If approved, the proposals will require legislation to be drafted and for services to be developed to manage complaints of discrimination in these areas. Guidance and training for employers and service providers on their future new responsibilities will also be needed. While a commencement date for making formal complaints has not been set, it is anticipated that this would be during 2022.
Employment and Social Security believe that, as well as fulfilling the commitment to develop these proposals in the Disability and Inclusion Strategy, this legislation would demonstrate a commitment to making real the States' vision that Guernsey should be an inclusive community where everyone has equality of opportunity.

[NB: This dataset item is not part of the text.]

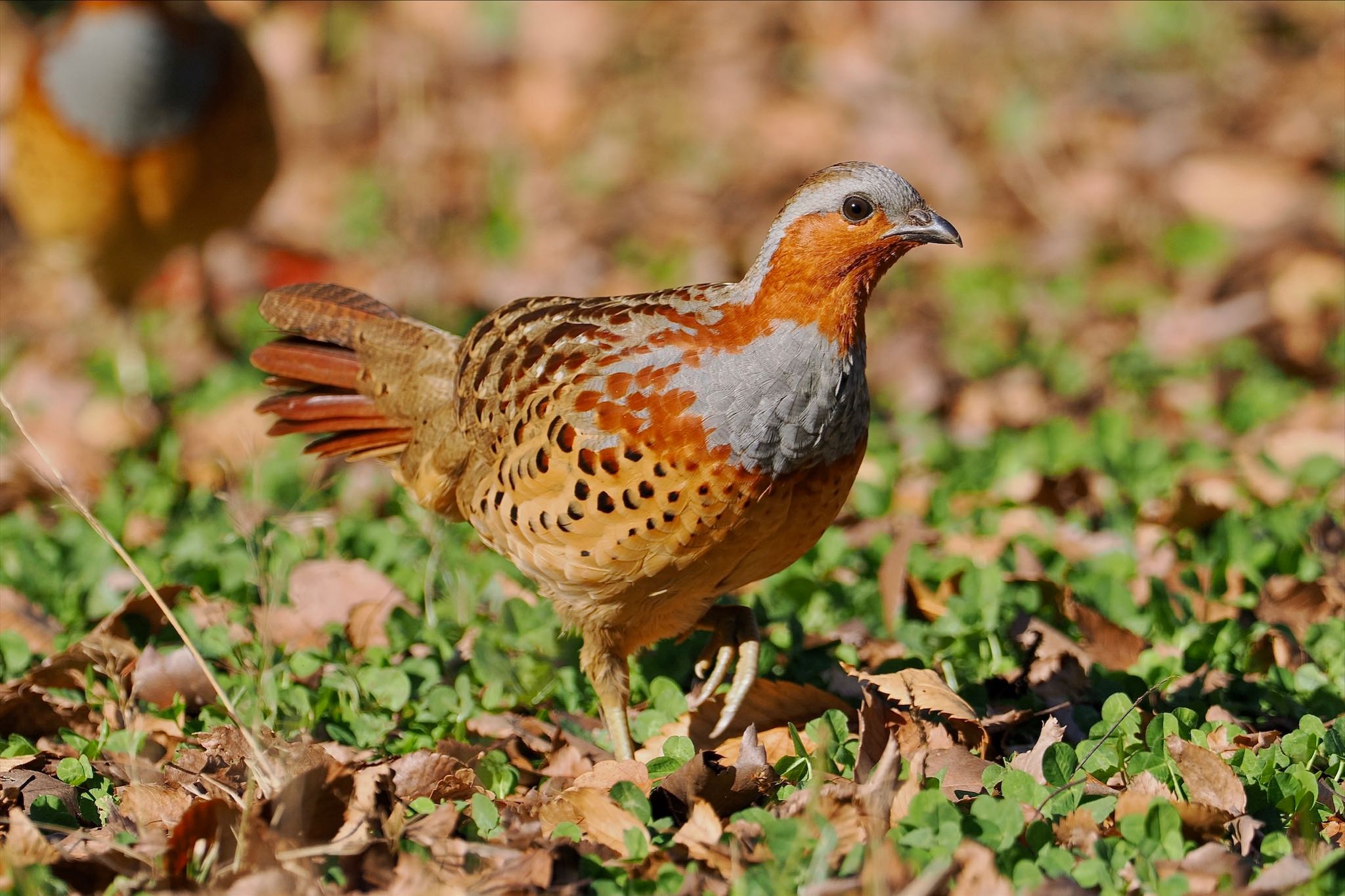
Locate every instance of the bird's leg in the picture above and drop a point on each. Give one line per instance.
(735, 633)
(609, 672)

Employment and Social Security has carried out extensive consultation with the public, businesses, the third sector and key stakeholders throughout the process, and particularly since late 2018. This included publishing a questionnaire and a set of draft proposals in the summer of 2019, which saw more than 1,000 responses, and the findings have been published.

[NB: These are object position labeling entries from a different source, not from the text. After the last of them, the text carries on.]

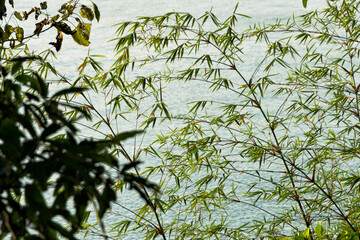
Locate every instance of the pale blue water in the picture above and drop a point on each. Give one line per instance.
(112, 12)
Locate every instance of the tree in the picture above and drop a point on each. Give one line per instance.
(282, 139)
(49, 175)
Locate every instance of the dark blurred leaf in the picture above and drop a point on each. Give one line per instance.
(19, 34)
(40, 26)
(305, 3)
(86, 12)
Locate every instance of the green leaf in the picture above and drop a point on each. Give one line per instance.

The responses showed there are very polarised views on some core issues. The President of the Committee, Deputy Michelle Le Clerc said:
"We know that there are differences of opinion in some areas. We've worked extremely hard to develop a compromise solution that takes into account some of the main concerns from employers, while ensuring the legislation still delivers its objective of protecting people from discrimination. In an effort to find a consensus, we are proposing a cap on the amount an employer or service provider might have to pay in compensation and a change in the definition of disability to clearly rule out claims on the basis of short-term sickness.
We know that there will still be disagreement over the details of this legislation, but it is essential that we protect people's fundamental rights as soon as possible. Given the extent of the consultation already carried out, further delays would simply be unfair on the people who would be protected by this legislation. If the States approve the proposals, we will commit to reviewing the operation of the legislation once it's in place to make sure it's working appropriately for all concerned."
While the Committee's original consultation included ten grounds of protection, Deputy Le Clerc announced in November 2019 that the work would be scaled back and refocused on a smaller number of grounds. This is a result of the significant additional work that has been needed to make changes in response to some of the concerns raised through the consultation process. This means that there is further work to do on proposals for protection from discrimination on the basis of age, sexual orientation and religious belief. The existing Sex Discrimination (Employment) (Guernsey) Ordinance, 2005 will remain in force for the time being, with the intention that this will also be reviewed at a later stage and incorporated into the new legislation.
On race discrimination, Deputy Le Clerc said:
"The UN Convention on the Elimination of All Forms of Racial Discrimination was extended to Guernsey around fifty years ago. It's a requirement of that Convention that people should be legally protected from racial discrimination. We think action is very overdue. While we regret that some of the other grounds require more policy work and have had to be delayed, we think protection from race discrimination can realistically be incorporated alongside disability and carers in the first phase of the development of a multi-ground Ordinance. We are recommending that the next Committee forEmployment & Social Security continue what we have started and extend the legislation so that discrimination in all forms can be properly addressed. "
The Committee's Policy Letter is available to read at: www.gov.gg/StatesMeetings. It has been laid with the intention to hold the debate in April, as Employment & Social Security is very conscious of the mounting workload of significant policy decisions that still need to be made before the end of this political term.